Yeah, I enjoy catching up with the Voyagers. You always hear about it when they make some kind of news, but even without that, about once or twice a year I'll get the bug and go read up on what they've been doing and where they're doing it.
I so wish we had other old missions like this. While I love the adventure and romance of HSF, I've come to accept the idea that with our current resources (that is, the puny portion of our resources allotted to space exploration and study) it is far more practical and advantageous to have dozens, hundreds, even thousands of unmanned scientific missions shooting out in all directions at many different speeds.
Does anyone know the fastest practical speed we could attain for an unmanned spacecraft, while still doing valuable scientific research? I would assume that you can learn something at any speed, but it seems to reason that ideal craft for setting speed records may not be the ideal craft for gathering massive amounts of data.
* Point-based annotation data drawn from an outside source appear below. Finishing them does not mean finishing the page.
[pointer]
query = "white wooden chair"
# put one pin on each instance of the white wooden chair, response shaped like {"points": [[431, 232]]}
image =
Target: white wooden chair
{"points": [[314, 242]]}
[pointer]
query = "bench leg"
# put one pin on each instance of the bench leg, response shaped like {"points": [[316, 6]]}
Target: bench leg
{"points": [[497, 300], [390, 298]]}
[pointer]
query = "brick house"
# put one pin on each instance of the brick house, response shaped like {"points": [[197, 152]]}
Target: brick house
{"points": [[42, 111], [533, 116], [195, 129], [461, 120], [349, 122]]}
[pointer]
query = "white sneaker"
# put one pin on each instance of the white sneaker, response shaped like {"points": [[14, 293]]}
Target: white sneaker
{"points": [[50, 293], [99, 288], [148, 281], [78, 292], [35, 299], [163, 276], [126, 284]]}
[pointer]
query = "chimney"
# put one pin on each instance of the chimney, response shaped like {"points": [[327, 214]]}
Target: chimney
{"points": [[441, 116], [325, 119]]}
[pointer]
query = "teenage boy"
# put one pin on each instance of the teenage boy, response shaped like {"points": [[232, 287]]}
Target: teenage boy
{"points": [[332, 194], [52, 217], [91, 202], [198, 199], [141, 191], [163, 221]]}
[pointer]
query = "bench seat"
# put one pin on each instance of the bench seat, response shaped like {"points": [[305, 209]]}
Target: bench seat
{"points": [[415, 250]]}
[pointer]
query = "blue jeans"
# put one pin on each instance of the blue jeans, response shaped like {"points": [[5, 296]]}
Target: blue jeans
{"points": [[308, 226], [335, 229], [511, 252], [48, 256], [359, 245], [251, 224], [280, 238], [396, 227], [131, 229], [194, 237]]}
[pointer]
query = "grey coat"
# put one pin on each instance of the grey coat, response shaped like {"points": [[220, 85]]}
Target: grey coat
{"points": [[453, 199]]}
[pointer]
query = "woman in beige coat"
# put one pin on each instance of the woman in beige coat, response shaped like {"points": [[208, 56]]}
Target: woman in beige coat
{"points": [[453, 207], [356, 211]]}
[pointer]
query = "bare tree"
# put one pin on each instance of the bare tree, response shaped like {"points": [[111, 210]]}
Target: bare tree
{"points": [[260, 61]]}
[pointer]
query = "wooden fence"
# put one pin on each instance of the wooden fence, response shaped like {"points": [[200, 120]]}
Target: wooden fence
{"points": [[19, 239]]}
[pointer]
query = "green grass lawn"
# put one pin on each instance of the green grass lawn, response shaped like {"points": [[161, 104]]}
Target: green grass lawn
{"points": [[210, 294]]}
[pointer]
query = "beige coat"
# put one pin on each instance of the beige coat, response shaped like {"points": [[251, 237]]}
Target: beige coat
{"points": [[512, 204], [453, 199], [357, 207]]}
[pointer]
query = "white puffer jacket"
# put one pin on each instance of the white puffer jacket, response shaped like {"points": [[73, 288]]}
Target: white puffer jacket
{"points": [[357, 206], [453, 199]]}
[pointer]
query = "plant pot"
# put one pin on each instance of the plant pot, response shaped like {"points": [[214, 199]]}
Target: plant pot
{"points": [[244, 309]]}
I would love a mission of 30 (or more) similar spacecraft, all launched within a few years of each other. There would be mission goals for the whole program, possibly mission goals for small "fleets", and certainly mission goals for each craft. Maybe send two of these little guys for a few missions deemed of highest importance, like "Criticality 0". A few of the instruments would be (at least nearly) identical on all craft, but there would also been instruments tailored to each craft's individual of "fleet" mission.
Imagine 30-50 little guys buzzing in every direction sending data back to Earth for possibly hundreds of years. Expensive to maintain? You betcha *wink*. I bet it wouldn't even come to 1/4th of what the shuttle program has cost.